Your Mother's Fox by Niv Sekar Review
Art: 2/2
World-Building: 1.5/2
Fun: 2/2
Plot: 1.5/2
Relevance: 2/2
Overall: 9/10
Stories about road trips or journies across the United States are almost a quintessential part of American literature from Jack Kerouac's classic On The Road to a more modern take such as Jade Chang'sThe Wang's Vs. The World. Beyond literature, movies about road trips are all too common. However, in times past, most road trip novels or films featured adventurous white men. When asked about the inspiration behind Your Mother's Fox in an interview with The Comics Journal, author Niv Sekar responded saying:
"I mean — 100% the “freedom of the road” belongs to those safest in America, right? If you can walk on the highway hitchhiking, if you can sleep in your car or camp by yourself... There’s a bravura in being a woman alone (especially a brown woman) and I’m certainly drawn to accounts of solitary travel from perspectives outside the usual. And given all that, it felt only right that my main character have someone to travel with, someone big and old and more sure-footed.
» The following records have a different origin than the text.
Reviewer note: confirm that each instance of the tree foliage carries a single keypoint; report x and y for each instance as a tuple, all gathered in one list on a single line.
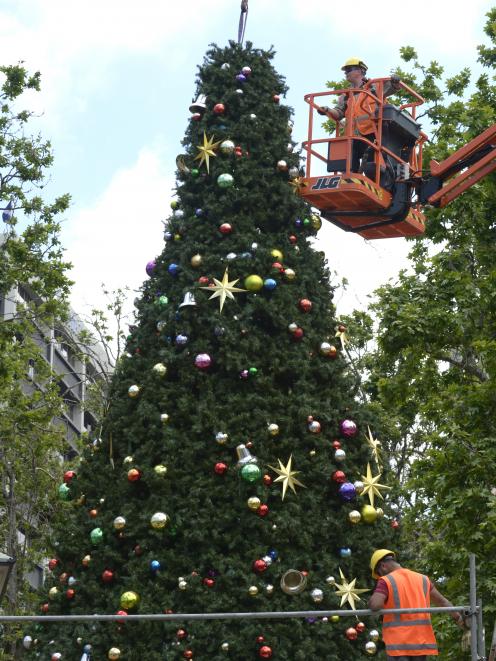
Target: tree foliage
[(31, 444), (433, 373)]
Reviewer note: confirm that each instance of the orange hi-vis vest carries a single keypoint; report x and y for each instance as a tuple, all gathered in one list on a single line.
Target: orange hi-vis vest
[(408, 634)]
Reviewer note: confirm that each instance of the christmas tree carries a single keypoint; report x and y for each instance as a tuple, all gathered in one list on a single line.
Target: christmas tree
[(236, 469)]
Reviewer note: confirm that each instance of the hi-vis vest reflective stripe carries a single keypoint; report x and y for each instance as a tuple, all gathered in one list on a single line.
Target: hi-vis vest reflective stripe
[(408, 634)]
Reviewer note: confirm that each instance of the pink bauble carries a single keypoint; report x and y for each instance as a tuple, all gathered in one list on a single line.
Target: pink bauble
[(348, 428), (203, 361)]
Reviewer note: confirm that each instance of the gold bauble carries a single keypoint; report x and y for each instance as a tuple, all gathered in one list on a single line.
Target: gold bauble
[(129, 600), (119, 523), (289, 274), (159, 520), (160, 470), (369, 514), (160, 369), (354, 516), (196, 261), (133, 391), (254, 503)]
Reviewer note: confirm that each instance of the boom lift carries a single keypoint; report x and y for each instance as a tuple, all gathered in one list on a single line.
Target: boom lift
[(385, 197)]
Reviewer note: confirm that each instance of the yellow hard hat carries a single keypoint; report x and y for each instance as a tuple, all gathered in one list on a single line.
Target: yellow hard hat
[(354, 62), (377, 556)]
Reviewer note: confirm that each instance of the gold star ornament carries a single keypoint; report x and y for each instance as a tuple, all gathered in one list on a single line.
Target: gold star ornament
[(206, 150), (287, 476), (348, 592), (371, 486), (223, 289), (374, 445)]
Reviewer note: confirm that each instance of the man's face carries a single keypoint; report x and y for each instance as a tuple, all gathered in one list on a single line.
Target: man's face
[(354, 75)]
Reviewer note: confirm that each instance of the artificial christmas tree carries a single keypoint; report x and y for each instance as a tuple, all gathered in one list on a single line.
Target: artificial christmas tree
[(232, 472)]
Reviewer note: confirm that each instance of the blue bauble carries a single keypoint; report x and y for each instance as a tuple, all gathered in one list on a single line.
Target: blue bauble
[(347, 491), (270, 284)]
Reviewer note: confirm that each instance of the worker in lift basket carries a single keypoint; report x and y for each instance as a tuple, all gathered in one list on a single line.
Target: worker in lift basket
[(363, 107), (407, 636)]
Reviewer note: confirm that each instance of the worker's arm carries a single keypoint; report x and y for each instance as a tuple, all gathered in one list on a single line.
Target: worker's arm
[(377, 601), (439, 600)]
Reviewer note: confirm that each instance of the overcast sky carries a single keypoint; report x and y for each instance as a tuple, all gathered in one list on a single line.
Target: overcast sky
[(117, 81)]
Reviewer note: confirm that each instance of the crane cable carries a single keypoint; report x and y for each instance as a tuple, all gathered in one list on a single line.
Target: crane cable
[(242, 21)]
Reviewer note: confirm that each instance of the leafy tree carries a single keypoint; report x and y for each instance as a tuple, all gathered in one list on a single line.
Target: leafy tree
[(433, 374), (171, 520), (30, 442)]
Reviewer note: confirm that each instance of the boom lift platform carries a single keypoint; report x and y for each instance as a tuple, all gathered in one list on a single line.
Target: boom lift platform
[(385, 197)]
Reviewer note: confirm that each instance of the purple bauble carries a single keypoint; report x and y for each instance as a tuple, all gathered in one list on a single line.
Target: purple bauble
[(347, 491), (348, 428), (203, 361)]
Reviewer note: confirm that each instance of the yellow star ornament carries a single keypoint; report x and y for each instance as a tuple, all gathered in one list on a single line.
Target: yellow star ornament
[(371, 485), (348, 592), (206, 150), (223, 289), (374, 445), (287, 476)]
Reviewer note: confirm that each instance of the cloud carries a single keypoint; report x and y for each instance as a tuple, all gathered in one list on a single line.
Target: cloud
[(111, 241)]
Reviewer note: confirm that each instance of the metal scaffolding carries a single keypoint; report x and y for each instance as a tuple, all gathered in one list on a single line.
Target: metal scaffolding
[(472, 611)]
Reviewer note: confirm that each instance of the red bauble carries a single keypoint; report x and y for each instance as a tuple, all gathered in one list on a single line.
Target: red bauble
[(259, 566), (298, 333), (68, 476), (107, 576), (305, 305), (133, 475), (339, 477)]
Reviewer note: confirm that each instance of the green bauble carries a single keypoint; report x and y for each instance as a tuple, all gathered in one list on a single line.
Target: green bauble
[(129, 600), (64, 492), (253, 283), (251, 473), (96, 536), (225, 180)]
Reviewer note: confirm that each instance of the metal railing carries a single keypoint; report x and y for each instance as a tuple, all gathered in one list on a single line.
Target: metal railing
[(473, 611)]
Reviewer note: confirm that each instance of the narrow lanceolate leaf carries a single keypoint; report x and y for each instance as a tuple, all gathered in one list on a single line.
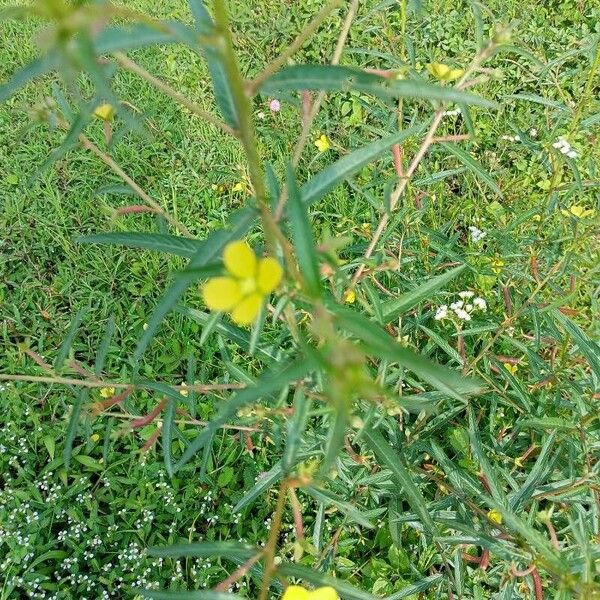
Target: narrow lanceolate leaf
[(334, 78), (170, 244), (63, 351), (268, 383), (398, 306), (185, 595), (466, 159), (328, 178), (210, 251), (379, 343), (304, 240), (345, 590), (82, 398), (232, 550), (390, 458)]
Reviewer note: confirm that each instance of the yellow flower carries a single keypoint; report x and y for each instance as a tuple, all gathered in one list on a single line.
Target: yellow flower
[(576, 210), (495, 516), (250, 280), (496, 265), (105, 112), (511, 368), (323, 143), (444, 72), (296, 592)]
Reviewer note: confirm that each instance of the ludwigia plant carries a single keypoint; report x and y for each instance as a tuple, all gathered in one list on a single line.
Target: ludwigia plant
[(333, 375)]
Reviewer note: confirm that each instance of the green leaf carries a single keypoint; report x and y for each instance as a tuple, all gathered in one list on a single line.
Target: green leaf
[(304, 241), (398, 306), (473, 166), (185, 595), (82, 398), (267, 384), (328, 498), (210, 251), (393, 461), (379, 343), (345, 590), (328, 178), (68, 341), (170, 244), (333, 78), (233, 550)]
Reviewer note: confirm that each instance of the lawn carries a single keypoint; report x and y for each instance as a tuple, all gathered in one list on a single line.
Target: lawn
[(500, 482)]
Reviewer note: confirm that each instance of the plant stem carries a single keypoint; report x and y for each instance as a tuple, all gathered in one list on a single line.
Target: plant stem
[(129, 65)]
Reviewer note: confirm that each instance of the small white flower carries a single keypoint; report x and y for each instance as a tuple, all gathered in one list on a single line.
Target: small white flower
[(480, 303)]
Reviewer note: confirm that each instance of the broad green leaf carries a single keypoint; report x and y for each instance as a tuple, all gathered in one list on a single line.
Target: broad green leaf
[(398, 306), (330, 499), (267, 384), (63, 351), (210, 251), (231, 550), (415, 588), (328, 178), (392, 460), (345, 590), (333, 78), (379, 343), (170, 244), (82, 398), (304, 240), (466, 159), (232, 332)]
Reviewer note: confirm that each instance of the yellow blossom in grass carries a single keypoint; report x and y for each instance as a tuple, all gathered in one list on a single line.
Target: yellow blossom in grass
[(444, 72), (296, 592), (107, 392), (576, 210), (323, 144), (105, 112), (495, 516), (248, 283)]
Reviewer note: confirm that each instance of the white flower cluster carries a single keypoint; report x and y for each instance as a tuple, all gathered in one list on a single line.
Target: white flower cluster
[(564, 147), (462, 308), (476, 234)]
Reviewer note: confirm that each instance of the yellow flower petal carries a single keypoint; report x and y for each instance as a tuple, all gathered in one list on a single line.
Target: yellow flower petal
[(324, 593), (269, 274), (221, 293), (323, 143), (105, 112), (247, 310), (240, 259), (295, 592)]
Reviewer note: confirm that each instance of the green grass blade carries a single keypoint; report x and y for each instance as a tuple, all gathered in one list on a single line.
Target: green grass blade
[(328, 178), (391, 460), (169, 244), (468, 161), (396, 307), (304, 241), (335, 78)]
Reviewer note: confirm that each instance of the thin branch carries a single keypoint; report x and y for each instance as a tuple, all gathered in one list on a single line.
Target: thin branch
[(107, 160), (129, 65), (282, 59)]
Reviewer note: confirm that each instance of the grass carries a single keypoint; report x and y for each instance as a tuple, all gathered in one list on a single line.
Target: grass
[(83, 533)]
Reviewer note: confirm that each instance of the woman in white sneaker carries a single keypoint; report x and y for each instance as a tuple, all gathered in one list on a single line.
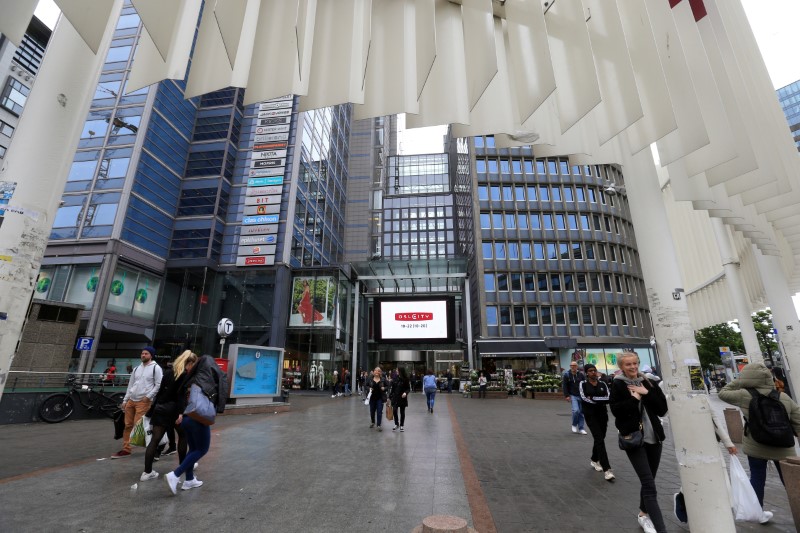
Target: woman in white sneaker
[(401, 386), (169, 403), (636, 404)]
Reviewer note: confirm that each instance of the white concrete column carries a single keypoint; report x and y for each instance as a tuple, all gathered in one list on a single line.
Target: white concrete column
[(353, 372), (733, 276), (36, 167), (784, 315), (702, 469)]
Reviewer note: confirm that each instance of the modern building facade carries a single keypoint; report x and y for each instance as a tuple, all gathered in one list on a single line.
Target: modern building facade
[(789, 98), (18, 69), (558, 271)]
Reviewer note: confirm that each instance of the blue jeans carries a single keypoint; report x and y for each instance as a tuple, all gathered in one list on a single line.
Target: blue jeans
[(577, 412), (376, 406), (758, 475), (430, 395), (199, 438)]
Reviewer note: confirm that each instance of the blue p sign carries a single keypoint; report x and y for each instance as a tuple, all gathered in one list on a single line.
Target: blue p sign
[(84, 343)]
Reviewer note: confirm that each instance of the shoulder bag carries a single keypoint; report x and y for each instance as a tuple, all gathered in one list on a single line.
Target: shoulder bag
[(199, 408)]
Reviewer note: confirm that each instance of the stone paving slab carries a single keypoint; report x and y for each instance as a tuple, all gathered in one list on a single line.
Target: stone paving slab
[(319, 468)]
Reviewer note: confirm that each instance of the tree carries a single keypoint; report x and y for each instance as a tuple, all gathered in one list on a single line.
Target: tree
[(762, 321), (711, 338)]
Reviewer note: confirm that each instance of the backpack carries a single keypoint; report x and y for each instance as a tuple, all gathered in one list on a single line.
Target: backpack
[(768, 423)]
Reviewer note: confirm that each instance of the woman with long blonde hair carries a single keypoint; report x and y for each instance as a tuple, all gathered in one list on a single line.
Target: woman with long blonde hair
[(165, 412), (636, 404)]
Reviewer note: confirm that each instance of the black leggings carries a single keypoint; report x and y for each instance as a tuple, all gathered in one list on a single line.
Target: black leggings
[(399, 415), (155, 438), (645, 461)]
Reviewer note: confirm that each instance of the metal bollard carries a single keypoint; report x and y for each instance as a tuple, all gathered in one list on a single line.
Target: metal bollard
[(733, 419), (790, 468)]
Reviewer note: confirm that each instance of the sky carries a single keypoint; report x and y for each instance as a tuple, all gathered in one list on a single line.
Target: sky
[(774, 23)]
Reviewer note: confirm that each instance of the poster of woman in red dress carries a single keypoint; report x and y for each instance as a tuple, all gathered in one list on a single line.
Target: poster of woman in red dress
[(313, 301)]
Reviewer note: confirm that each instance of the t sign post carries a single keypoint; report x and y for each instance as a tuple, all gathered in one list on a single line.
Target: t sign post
[(224, 329)]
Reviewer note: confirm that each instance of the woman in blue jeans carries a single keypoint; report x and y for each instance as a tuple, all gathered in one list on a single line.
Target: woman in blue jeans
[(636, 403), (429, 386), (208, 376)]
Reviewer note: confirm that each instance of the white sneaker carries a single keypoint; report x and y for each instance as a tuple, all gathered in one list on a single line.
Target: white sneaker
[(647, 524), (172, 482), (191, 484)]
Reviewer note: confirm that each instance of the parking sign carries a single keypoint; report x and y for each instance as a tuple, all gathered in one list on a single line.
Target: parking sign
[(84, 343)]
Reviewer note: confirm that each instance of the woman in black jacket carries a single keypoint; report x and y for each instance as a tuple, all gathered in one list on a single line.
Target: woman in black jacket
[(636, 404), (168, 404), (214, 385), (401, 386)]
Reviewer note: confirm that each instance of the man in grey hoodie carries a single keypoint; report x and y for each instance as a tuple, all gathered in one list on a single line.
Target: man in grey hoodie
[(142, 389), (757, 376)]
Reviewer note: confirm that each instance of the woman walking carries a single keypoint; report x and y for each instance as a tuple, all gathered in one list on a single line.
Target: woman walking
[(377, 387), (636, 404), (214, 385), (168, 405), (401, 386), (429, 386)]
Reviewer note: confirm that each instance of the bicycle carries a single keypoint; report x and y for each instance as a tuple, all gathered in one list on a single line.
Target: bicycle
[(60, 406)]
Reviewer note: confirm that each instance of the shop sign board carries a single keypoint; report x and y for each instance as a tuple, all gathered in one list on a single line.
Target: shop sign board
[(252, 240), (260, 219), (259, 249), (268, 154), (260, 172), (271, 137), (274, 121), (268, 163), (267, 113), (262, 200), (255, 260), (262, 182), (264, 191), (262, 209), (259, 229), (277, 128)]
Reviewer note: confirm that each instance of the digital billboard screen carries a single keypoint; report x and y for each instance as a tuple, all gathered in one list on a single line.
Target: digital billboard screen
[(424, 320)]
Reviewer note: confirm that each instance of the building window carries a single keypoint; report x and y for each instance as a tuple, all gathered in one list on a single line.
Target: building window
[(14, 96), (6, 129)]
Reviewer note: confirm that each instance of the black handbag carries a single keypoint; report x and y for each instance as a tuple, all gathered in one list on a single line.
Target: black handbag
[(632, 440)]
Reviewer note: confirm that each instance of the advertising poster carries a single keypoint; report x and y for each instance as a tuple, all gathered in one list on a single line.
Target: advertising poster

And of course her identity plays into so many aspects of the story. It’s a bit of a diaspora narrative, I think (to use the term loosely) and — not that it’s made explicit in the text — there’s some tension over her sexuality. And she’s seen immediately as an outsider, or a curiosity, in some towns." (Sekar)

Niv Sekar's Your Mother's Fox is a beautifully illustrated pocket-sized comic dealing with a woman's melancholic road trip across America on a large fox that her mother brought when coming to the United States. Sekar's storytelling and illustrations bear a fantastical and somewhat sorrowful tone all throughout the journey of a nameless young woman only labeled in the second person as "you". Although it served to create a sense of intimacy at times, it felt out of place at times too. Despite this, Sekar does a wonderful job conveying the woman's struggles as she travels. In some towns, she is viewed immediately as an outsider as a feeling of tension dominates those panels.
Sekar uses the symbolism of her fox to create an intricate depiction of the American Dream. When asked about the what the fox meant to Sekar, she responded saying:
"Not to be too abstract, but I often thought of the fox is as a dream. The American dream, maybe, or even more specifically, my parent’s early dream of who I might be. A dream that belonged to just them, that served them well, that shaped me in many ways. A dream that I wish were mine."
Overall, Niv Sekar's Your Mother's Fox is a short and whimsical story that also provides a distinctly unique perspective on the American dream and the minority experience living and traveling around the nation. It is an interesting and compelling read which I found quite enjoyable.